NES Programming Guide v 0.4

This document explains the basics of NES programming. It not covers sound
because I lost my sound driver and have not tried anything.

If something seems difficult (especially at the beginning), try to
continue reading, it can be explained later.
It is assumed that you know what are bits, bytes, memory, and such things.
If you don't, better look on a book (that is explained in lots of places),
or wait for a very basic doc (I'll probably write one later).
If, after finished reading, anything is not clear, feel free to mail me.
Please report grammar and ortographic errors too.

Note: Hexadecimal numbers will be denoted as FFh (not $FF) and binary
numbers as 11111111b (not %11111111). Why? I like that way, that's all.
# is "constant". For example, 2007h is a memory address, and #2007h is
only a numerical value. Unknown numbers are x.



Contents:

6502 instruction set	(the only ready by now)
Graphics
Other (memory map, registers, etc)
Getting started




6502 Instruction Set


The NES uses a 6502 as CPU. It has 5 8-bit registers and 1 16-bit register
(do not confuse with the so-called registers in memory for joypads and
graphics).

The 16-bit register is the Program Counter (hereafter PC).
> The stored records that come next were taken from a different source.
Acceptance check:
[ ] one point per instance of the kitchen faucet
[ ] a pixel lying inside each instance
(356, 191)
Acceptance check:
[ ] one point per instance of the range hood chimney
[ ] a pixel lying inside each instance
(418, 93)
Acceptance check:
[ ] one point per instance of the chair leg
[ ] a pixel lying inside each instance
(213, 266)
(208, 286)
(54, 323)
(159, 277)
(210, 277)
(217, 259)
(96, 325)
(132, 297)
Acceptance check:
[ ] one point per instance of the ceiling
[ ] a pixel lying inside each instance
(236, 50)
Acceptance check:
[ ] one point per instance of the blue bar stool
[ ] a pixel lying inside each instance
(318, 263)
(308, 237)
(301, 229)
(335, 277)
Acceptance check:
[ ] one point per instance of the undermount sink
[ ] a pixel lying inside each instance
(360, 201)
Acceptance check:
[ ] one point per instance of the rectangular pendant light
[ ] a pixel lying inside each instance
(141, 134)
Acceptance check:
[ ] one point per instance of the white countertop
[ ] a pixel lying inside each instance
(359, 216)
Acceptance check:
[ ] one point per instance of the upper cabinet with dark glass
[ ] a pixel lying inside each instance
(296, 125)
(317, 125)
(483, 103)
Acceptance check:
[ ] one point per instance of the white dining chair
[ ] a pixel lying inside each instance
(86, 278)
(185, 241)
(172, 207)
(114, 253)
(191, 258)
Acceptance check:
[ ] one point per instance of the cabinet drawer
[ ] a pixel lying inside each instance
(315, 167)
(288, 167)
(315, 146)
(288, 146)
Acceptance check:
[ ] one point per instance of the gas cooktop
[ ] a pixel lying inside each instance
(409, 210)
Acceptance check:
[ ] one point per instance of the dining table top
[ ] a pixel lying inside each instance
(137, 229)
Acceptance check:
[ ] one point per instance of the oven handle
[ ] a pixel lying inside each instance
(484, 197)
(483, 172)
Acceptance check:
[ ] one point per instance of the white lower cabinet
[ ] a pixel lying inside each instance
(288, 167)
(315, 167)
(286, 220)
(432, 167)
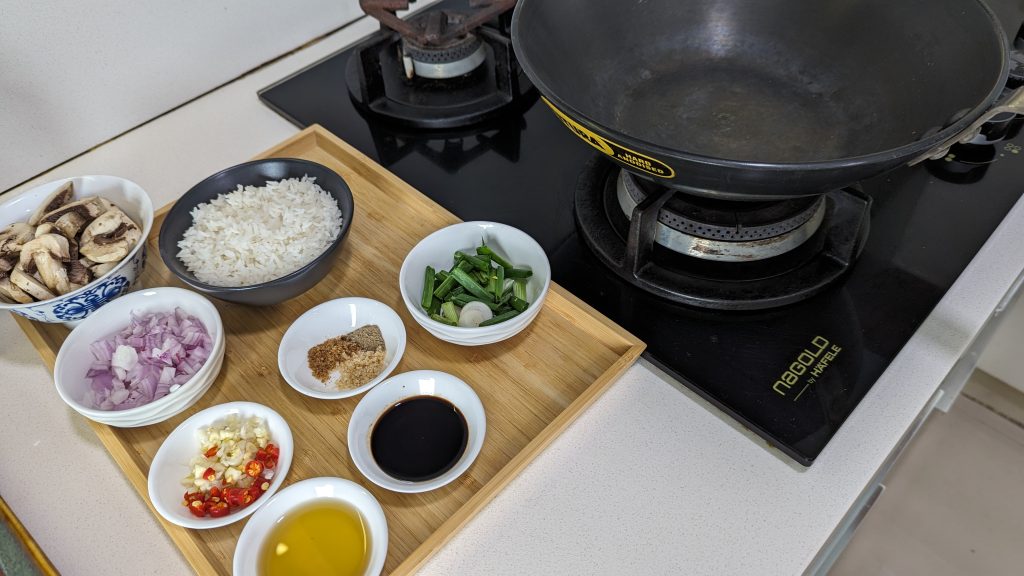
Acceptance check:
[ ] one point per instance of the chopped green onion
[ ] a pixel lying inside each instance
(469, 284)
(449, 283)
(442, 320)
(498, 283)
(475, 261)
(518, 273)
(448, 311)
(484, 250)
(428, 287)
(501, 318)
(519, 288)
(435, 305)
(464, 299)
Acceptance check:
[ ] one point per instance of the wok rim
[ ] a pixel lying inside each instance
(663, 153)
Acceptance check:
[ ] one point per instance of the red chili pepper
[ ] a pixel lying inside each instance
(233, 496)
(254, 468)
(218, 509)
(198, 507)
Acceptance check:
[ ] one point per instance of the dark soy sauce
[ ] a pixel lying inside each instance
(419, 439)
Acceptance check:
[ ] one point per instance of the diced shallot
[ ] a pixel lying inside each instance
(155, 354)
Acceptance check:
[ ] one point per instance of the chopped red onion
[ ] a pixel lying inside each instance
(142, 362)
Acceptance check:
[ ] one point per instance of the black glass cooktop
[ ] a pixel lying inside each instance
(792, 375)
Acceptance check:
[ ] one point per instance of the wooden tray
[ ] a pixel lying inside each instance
(531, 385)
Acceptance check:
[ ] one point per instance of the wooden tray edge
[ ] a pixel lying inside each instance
(563, 303)
(482, 497)
(34, 553)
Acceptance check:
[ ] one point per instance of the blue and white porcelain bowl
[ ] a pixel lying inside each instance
(74, 306)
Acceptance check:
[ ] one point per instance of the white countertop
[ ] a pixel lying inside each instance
(650, 480)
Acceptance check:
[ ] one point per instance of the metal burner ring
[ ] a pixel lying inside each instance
(456, 59)
(712, 242)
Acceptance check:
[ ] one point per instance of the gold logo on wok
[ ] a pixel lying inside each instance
(619, 152)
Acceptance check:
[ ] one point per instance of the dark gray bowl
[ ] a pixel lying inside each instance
(257, 172)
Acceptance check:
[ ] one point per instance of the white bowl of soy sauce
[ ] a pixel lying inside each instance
(417, 430)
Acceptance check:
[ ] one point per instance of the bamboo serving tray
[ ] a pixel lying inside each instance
(531, 385)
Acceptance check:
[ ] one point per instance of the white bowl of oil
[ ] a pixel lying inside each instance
(317, 526)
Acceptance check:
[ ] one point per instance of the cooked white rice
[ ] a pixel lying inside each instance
(258, 234)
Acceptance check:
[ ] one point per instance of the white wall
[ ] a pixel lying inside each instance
(75, 73)
(1004, 357)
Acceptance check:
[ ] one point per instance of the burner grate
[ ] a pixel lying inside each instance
(631, 249)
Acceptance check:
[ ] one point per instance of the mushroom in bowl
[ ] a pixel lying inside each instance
(70, 246)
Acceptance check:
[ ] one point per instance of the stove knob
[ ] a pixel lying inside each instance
(1016, 78)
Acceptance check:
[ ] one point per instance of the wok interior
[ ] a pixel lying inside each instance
(766, 81)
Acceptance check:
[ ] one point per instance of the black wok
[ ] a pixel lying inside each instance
(763, 98)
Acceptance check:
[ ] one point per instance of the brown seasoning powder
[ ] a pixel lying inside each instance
(350, 361)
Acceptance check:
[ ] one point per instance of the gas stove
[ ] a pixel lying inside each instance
(828, 306)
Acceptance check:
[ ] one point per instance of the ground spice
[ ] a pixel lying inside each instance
(350, 361)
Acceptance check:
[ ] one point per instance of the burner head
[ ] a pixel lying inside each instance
(719, 254)
(454, 58)
(723, 231)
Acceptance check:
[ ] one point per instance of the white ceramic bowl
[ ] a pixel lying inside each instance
(436, 250)
(396, 388)
(247, 551)
(179, 403)
(335, 318)
(479, 339)
(75, 305)
(74, 358)
(170, 464)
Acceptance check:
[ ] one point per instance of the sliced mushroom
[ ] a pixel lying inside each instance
(59, 197)
(111, 237)
(13, 237)
(70, 224)
(77, 273)
(99, 270)
(48, 252)
(30, 285)
(13, 293)
(89, 208)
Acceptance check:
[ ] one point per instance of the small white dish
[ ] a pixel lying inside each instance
(401, 386)
(75, 357)
(436, 250)
(247, 551)
(170, 465)
(336, 318)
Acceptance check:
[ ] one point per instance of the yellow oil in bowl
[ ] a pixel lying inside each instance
(323, 537)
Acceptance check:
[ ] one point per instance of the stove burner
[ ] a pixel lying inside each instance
(439, 70)
(440, 63)
(717, 230)
(630, 246)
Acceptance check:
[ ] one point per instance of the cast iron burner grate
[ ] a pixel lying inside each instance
(630, 246)
(439, 70)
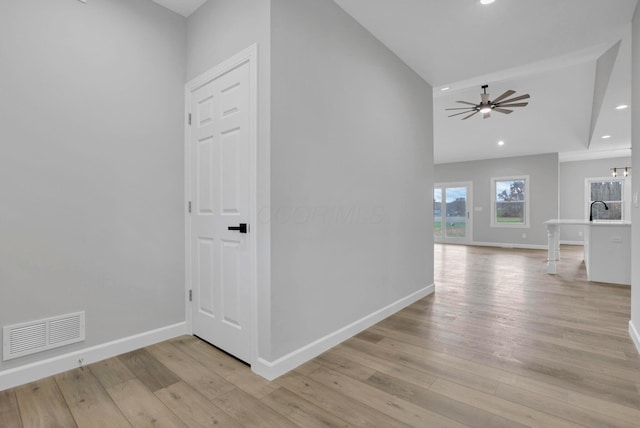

It has the
memory address of the next instruction to be executed. In other words, it
points to the next instruction. Since it is only
16 bits long (2 bytes), its maximum addressing range is 64kb, so the longest
program the 6502 can run must be below this size.

The Stack register (hereafter S) holds the address of (aka points to) the
top of the stack. This is a memory zone from 100h to 1FFh where data can be
quickly stored and retrieved. Every time data is "pushed" in the stack,
it is stored in the address to where S is pointing, and S is decreased by 1.
When data is "popped" or "pulled", the data is read and S increased. So,
the first data in enter the stack is the last to come out.

The Processor Status or Flag Register (P) is used to indicate the status of
the last instruction executed. Every bit of this register is a flag that
marks a certain condition. When the bit is 1, we say that flag is set; when
it is 0, the flag is clear. Instructions affect only certain flags. To know
which in detail, consult a 6502 instruction set summary, or a book.
Numbered from bit position 7 to 0 (order does not matter), they are:

	Negative(N): It is set when the bit 7 of the result of the last
	instruction is set (is 1). In integer operations, negative numbers
	have this bit set and positive clear, hence the name.

	Overflow(V): It is set when a carry occurs from bit 6 to 7. In other
	words, when 01xxxxxxb becomes 1xxxxxxxb. For example, when add 1 to
	01111111b (127), the result is (in integer numbers)10000000b (-127),
	so this flag is useful for detect this error. Nevertheless, in games
	the negative numbers are seldom used, so you don't need to worry too
	much about this.

	Break(B): Set when the BRK instruction has been executed.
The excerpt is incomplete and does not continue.